Réagissant aux propos de M. Bassil, le ministre sortant des Affaires sociales, Pierre Bou Assi, a défendu les FL samedi dernier à la MTV : « Nous ne nous sommes pas attaqués au régime. Nous faisons partie des personnes les plus soucieuses des prérogatives de Michel Aoun », a-t-il dit. « En revanche, je n’ai vu nulle part dans la Constitution que c’est M. Bassil qui forme le gouvernement. Qu’il se calme donc. Je ne conseille à personne de refuser un portefeuille régalien aux FL », a-t-il souligné.
La réponse du député de Baabda, Alain Aoun, ne s’est pas fait attendre. L’entente entre les deux partis « a besoin d’être restructurée », a-t-il déclaré dans un entretien le week-end dernier au quotidien koweïtien al-Anba’. « L’accord de Meerab est politique et consiste d’abord dans le soutien des FL au président de la République, ensuite dans le partage du gâteau politique. Les FL ne peuvent pas choisir la partie qui leur plaît et faire fi du reste », a lancé M. Aoun.
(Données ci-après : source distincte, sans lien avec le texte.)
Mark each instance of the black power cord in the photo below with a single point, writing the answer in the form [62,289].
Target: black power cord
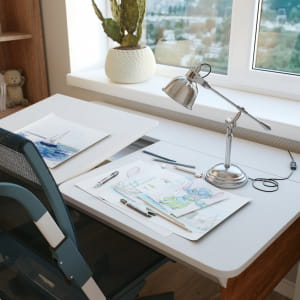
[272,184]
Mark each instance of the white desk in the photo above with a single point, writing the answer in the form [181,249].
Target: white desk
[123,127]
[238,253]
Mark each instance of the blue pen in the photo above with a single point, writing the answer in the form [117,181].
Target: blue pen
[159,156]
[106,179]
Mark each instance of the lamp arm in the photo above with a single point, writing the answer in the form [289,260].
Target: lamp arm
[198,79]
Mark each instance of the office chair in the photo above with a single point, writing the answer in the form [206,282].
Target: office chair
[51,251]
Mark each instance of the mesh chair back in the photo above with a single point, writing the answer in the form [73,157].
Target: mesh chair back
[20,159]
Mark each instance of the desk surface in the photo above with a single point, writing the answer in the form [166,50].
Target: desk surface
[228,249]
[124,128]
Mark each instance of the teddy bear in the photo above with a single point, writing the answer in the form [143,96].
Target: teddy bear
[14,94]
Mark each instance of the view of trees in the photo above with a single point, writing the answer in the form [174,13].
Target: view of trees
[187,32]
[278,46]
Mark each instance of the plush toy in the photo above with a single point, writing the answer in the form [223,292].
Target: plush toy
[14,81]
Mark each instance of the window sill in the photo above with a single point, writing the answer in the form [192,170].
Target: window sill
[281,114]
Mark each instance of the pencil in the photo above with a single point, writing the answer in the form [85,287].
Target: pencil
[159,156]
[174,163]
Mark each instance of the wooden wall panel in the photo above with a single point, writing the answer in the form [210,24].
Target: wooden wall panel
[24,16]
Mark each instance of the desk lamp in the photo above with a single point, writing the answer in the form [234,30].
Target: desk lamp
[184,90]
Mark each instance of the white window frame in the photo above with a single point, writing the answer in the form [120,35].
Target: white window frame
[240,74]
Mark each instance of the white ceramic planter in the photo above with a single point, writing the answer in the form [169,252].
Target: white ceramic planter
[130,65]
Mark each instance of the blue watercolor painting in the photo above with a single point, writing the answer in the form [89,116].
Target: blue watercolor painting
[50,150]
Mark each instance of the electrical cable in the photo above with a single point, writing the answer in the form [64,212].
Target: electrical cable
[272,184]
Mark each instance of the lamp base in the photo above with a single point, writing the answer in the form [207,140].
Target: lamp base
[226,178]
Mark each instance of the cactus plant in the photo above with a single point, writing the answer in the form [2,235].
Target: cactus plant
[125,26]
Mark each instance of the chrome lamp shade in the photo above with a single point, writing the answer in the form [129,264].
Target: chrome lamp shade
[184,90]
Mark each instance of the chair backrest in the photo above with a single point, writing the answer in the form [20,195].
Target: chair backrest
[21,161]
[20,158]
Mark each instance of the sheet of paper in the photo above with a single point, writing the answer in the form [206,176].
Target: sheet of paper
[58,140]
[198,221]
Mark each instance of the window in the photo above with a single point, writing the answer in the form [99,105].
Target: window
[278,45]
[187,32]
[252,45]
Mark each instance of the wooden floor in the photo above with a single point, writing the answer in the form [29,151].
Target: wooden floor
[186,284]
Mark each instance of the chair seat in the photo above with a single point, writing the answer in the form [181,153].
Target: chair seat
[118,262]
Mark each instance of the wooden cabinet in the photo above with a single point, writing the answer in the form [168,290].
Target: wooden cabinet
[22,45]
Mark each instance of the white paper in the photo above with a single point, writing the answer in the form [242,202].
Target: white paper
[199,222]
[58,139]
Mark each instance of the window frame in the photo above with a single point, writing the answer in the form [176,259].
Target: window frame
[240,76]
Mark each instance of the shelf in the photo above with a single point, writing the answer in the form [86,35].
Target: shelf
[13,36]
[10,111]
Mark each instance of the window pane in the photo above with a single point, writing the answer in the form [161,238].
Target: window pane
[278,45]
[188,32]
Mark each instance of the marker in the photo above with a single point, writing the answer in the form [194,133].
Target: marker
[141,210]
[174,163]
[159,156]
[106,179]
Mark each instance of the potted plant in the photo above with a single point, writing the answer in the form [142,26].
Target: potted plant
[130,62]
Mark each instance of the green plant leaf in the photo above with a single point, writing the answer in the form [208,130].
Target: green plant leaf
[115,10]
[129,40]
[129,15]
[112,29]
[97,11]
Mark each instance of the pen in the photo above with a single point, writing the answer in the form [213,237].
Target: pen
[174,163]
[159,156]
[106,179]
[140,210]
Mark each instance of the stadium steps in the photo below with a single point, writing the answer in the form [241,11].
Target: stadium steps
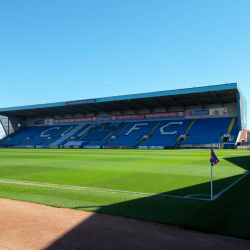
[54,135]
[154,128]
[14,135]
[189,127]
[230,126]
[83,133]
[107,136]
[123,129]
[83,136]
[33,136]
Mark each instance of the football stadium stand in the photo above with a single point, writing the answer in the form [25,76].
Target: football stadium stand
[204,117]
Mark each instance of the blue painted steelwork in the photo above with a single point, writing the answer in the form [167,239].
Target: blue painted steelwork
[193,90]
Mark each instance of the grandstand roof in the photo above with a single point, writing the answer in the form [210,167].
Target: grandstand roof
[181,98]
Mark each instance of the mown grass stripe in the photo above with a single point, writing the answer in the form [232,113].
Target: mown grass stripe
[99,189]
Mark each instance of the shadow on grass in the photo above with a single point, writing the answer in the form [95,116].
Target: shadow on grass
[228,215]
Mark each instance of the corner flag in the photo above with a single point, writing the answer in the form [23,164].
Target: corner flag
[214,160]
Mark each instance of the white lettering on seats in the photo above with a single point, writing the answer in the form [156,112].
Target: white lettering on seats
[65,132]
[43,135]
[170,133]
[136,128]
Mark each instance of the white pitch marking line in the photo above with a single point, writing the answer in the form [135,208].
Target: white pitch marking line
[103,189]
[224,190]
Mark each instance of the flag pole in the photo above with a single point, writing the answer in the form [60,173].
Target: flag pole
[211,183]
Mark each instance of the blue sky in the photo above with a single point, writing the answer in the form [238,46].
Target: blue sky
[68,50]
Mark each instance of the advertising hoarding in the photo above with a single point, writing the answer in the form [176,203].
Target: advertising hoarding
[86,119]
[80,102]
[206,112]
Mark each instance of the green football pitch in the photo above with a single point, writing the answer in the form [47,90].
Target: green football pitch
[168,186]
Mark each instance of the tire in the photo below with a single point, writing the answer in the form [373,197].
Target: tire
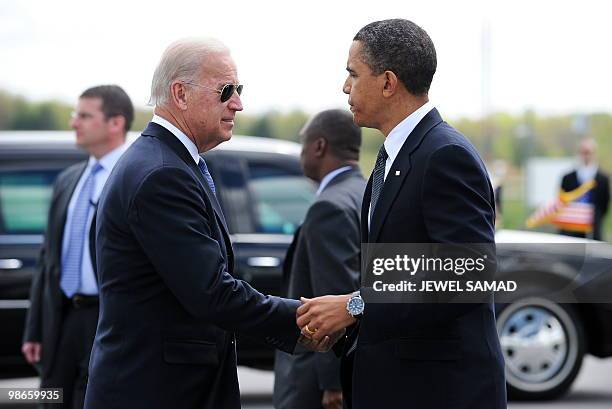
[543,344]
Face à tout cet imbroglio, Bkerké ne compterait pas rester les bras croisés et refuserait toute dégradation de la situation chrétienne, a rapporté l’agence al-Markaziya. Le patriarche maronite, Béchara Raï, qui est rentré hier de Rome, va bientôt appeler à une rencontre entre les représentants des CPL et des FL pour calmer le jeu.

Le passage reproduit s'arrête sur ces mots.